In math, specifically, the primary foe, or at least, the starting place, is differentiating between challenges with conceptual understanding vs challenges with accuracy. Many students experience math as a "right or wrong" zone (setting aside the above insight that "done or not-done" may be far more important to the student who sees schoolwork in general as a barrier to freedom/autonomy), and whether they make a "careless error" (accuracy) or a conceptual/procedural error that reflects a developing understanding or skill, they simply feel wrong, which is demotivating (and also MOTIVATES rushing, because it feels bad and so we want to be out of it sooner). Kids need to know that conceptual errors are a part of learning (blah blah blah...but, no, really! (ok prove it)), and
if their calculations were accurate, then a "wrong" answer is actually right in two ways: their calculation skills are strong, and they are closing in on the correct procedure/understanding by filtering out what doesn't work, and (hopefully) why. For those of us who have carried the right/wrong framework into adulthood ourselves, asserting this for a student can come off as disingenuous (a deeply middle-schooler-repellent thing, and also super common and obvious to students), but we need to do the (emotional?) work to truly see that it isn't! We are not pretending a wrong answer is right! We are parsing the genuine rightness, and thereby modeling the process-oriented mode of math-learning in a genuine way.
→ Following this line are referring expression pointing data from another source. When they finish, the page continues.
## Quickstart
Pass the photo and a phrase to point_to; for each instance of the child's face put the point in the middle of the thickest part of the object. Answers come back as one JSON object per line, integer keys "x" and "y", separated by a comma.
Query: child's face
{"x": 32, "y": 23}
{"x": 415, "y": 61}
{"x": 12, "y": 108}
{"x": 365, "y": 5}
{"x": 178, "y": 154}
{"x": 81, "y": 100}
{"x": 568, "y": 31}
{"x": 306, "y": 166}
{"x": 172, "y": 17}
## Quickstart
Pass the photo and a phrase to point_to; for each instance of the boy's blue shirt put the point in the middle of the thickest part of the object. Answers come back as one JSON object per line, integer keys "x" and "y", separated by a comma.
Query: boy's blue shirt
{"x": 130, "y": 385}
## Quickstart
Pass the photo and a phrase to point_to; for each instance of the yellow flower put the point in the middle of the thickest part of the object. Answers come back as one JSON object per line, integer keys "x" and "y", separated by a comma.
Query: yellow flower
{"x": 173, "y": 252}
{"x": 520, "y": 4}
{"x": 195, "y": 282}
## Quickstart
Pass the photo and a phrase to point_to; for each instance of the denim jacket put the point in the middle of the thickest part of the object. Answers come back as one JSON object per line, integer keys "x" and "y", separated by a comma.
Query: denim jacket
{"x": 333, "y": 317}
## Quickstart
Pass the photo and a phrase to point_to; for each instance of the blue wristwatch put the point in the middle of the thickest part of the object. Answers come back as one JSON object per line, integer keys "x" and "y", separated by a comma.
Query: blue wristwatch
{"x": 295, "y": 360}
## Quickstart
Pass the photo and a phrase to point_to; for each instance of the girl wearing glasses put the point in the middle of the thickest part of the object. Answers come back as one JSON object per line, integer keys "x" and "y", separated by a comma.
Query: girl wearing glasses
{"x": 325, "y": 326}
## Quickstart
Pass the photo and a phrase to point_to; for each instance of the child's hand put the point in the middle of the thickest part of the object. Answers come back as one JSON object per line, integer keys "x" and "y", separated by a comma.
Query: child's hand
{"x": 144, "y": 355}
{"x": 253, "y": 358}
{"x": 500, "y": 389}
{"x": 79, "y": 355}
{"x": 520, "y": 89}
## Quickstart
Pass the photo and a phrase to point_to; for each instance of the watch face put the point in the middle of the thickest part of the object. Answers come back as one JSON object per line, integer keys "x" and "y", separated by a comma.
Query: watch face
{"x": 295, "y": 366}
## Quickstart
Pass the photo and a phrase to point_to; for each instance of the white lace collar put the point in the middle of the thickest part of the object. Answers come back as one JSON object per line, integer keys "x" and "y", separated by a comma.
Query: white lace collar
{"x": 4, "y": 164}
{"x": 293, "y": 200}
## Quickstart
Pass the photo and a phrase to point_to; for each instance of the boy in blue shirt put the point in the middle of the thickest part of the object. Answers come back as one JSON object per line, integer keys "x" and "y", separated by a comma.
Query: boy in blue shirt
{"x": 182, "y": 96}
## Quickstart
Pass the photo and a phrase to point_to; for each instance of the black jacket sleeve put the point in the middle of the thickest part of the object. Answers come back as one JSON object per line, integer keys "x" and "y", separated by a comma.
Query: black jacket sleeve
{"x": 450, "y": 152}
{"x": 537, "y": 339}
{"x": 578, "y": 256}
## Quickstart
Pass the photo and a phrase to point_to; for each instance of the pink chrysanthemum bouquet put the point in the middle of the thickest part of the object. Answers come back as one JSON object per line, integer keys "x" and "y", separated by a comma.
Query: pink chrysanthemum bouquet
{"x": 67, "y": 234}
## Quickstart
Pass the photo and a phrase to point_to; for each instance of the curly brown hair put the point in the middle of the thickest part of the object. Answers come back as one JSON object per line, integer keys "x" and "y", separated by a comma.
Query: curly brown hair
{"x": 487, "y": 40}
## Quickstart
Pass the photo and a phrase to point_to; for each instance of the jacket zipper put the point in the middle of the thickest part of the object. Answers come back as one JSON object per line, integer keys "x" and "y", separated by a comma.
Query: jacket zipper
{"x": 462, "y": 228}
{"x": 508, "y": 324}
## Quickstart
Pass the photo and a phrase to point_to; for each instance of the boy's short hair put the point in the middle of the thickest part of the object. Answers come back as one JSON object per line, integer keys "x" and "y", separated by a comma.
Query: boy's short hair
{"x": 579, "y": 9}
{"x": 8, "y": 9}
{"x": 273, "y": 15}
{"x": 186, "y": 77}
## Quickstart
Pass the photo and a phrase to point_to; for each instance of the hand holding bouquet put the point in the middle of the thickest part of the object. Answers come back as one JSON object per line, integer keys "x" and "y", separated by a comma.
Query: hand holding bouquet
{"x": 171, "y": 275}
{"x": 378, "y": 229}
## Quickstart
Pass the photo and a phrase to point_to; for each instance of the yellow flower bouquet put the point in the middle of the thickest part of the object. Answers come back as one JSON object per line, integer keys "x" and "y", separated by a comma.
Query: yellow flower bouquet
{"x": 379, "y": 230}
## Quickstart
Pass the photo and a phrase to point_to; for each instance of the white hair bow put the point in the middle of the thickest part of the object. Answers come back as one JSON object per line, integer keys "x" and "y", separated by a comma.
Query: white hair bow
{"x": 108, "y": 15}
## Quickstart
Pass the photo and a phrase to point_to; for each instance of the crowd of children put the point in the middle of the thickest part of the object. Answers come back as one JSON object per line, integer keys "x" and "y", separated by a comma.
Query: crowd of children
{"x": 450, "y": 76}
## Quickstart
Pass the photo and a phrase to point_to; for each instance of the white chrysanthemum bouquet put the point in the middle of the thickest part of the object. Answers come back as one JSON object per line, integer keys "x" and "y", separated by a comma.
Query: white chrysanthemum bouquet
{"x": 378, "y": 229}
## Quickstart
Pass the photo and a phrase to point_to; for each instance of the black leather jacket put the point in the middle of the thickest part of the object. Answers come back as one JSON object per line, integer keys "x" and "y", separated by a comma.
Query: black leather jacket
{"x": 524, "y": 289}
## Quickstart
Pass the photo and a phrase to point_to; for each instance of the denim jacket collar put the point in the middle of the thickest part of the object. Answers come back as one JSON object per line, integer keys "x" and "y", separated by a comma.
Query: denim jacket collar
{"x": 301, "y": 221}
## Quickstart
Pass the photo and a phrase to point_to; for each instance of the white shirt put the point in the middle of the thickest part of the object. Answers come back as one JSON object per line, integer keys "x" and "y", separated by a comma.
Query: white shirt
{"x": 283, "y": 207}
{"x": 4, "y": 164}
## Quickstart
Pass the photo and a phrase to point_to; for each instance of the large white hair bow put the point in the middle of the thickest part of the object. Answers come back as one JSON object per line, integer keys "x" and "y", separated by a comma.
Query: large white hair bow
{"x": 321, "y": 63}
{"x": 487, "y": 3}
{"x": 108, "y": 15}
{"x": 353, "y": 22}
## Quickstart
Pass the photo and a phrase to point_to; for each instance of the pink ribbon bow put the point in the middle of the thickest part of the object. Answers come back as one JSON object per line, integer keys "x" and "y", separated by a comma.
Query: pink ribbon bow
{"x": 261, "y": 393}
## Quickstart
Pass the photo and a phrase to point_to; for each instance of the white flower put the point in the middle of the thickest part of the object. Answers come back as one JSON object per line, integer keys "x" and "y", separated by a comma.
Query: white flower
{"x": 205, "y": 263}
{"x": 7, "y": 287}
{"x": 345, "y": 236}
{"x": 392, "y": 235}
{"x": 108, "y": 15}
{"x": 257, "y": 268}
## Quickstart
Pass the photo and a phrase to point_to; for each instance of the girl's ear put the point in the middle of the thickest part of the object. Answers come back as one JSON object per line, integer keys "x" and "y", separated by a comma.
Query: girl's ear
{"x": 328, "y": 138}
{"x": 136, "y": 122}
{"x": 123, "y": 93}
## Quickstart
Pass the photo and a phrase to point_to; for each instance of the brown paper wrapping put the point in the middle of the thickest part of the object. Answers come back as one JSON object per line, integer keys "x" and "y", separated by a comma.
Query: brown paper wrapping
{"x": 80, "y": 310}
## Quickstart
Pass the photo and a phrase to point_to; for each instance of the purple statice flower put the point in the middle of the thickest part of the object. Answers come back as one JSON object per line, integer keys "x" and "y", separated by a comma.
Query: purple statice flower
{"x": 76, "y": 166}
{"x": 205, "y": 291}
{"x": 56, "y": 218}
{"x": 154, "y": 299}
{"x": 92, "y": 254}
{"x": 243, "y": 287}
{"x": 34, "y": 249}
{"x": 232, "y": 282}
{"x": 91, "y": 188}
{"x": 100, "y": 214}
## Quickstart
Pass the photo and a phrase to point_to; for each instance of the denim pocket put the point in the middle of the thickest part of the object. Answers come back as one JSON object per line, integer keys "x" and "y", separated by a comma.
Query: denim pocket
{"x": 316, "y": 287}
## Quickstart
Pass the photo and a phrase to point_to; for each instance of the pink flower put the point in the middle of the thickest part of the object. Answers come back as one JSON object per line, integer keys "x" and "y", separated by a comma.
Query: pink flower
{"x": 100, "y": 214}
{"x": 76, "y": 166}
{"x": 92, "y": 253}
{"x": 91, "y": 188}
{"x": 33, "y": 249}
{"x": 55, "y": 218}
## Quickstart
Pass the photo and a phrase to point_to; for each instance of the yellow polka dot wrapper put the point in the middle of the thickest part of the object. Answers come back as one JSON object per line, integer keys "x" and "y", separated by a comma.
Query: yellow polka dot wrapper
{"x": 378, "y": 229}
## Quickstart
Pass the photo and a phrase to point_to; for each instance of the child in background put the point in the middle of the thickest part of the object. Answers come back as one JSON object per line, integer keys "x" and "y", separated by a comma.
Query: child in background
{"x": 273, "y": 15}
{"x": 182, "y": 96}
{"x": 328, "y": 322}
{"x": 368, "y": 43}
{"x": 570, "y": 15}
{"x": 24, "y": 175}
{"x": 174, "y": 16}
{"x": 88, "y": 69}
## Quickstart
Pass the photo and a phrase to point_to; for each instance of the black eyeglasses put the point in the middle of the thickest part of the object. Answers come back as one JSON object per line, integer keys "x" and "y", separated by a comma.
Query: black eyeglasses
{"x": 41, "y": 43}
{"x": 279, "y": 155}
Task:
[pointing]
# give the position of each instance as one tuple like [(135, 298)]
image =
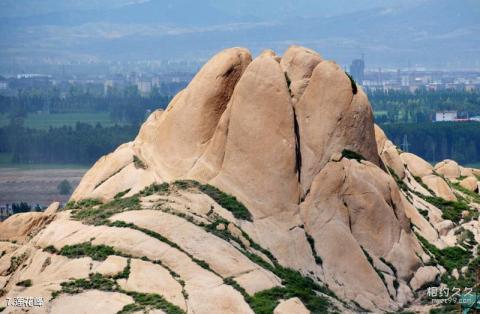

If their calculations were inaccurate, but their conceptual understanding is strong, they are right in the most important way: they have met the primary learning goal of the lesson! Plus, congratulations: you have entered the realm of the adults! You ask what does this learning have to do with real life aka when will I ever use this? Well, accuracy is the most straight-forward and disappointingly simple problem to solve, and millions of adults' jobs depend upon their ability to be accurate in areas where they 100% understand the conceptual framework and the stakes, but a mispunched key on a calculator, typo on a spreadsheet, or ambitious use of mental-math can make them wrong in a truly consequential way. So what do we do? We use inverse operations, we re-enter the data in the opposite order, we get another set of eye-balls onto the work... And most importantly, getting back to math class, I believe, in the context of right/wrong, done/not-done, this kind of "checking your work" sounds just like "showing your work" (aka clean your room, check your email, eat your vegetables....), but in the context of "wow, you have such a great conceptual understanding on every single one of these problems, so you can tear through them at light-speed! So cool. Let's figure out how to boost the accuracy piece so you don't get fired :P" or "Man, your calculations are PERFECT! I'm so jealous! It looks like you don't know that you have to multiply by the reciprocal yet, though. But with calculation skills like that, you'll be rockin' these next time around...!" it becomes a conversation about making a good thing better.
BTW I dropped that "careless error" thing in without addressing it. I think that term is SUPER judgy. Careless errors don't feel careless; kids are putting in the effort they know how to put in. Well, at least, ADHD kids like me are. And the voices that tell us our best efforts are insufficient become the internalized voices that lead us to blame ourselves and even hate ourselves for not doing things we know we should, don't know why we don't, but in fact can't, at least until we learn or are taught how. For some of us, avoiding the careless errors takes MUCH more "care" than conceptual errors ever will. I guess I think that when we say "careless errors" we are erroneously (carelessly?!) projecting the ease we would have avoiding such errors onto a kid, and I just don't think we actually know how easy or hard that is for that kid, and asserting that it is a lack of care is just mean, because it shows them we assume they made the choice not to take care. It's disrespectful. And this builds distance between us and our students, which is the opposite of what we need, if the work of teaching and learning is ever going to feel collaborative to the students.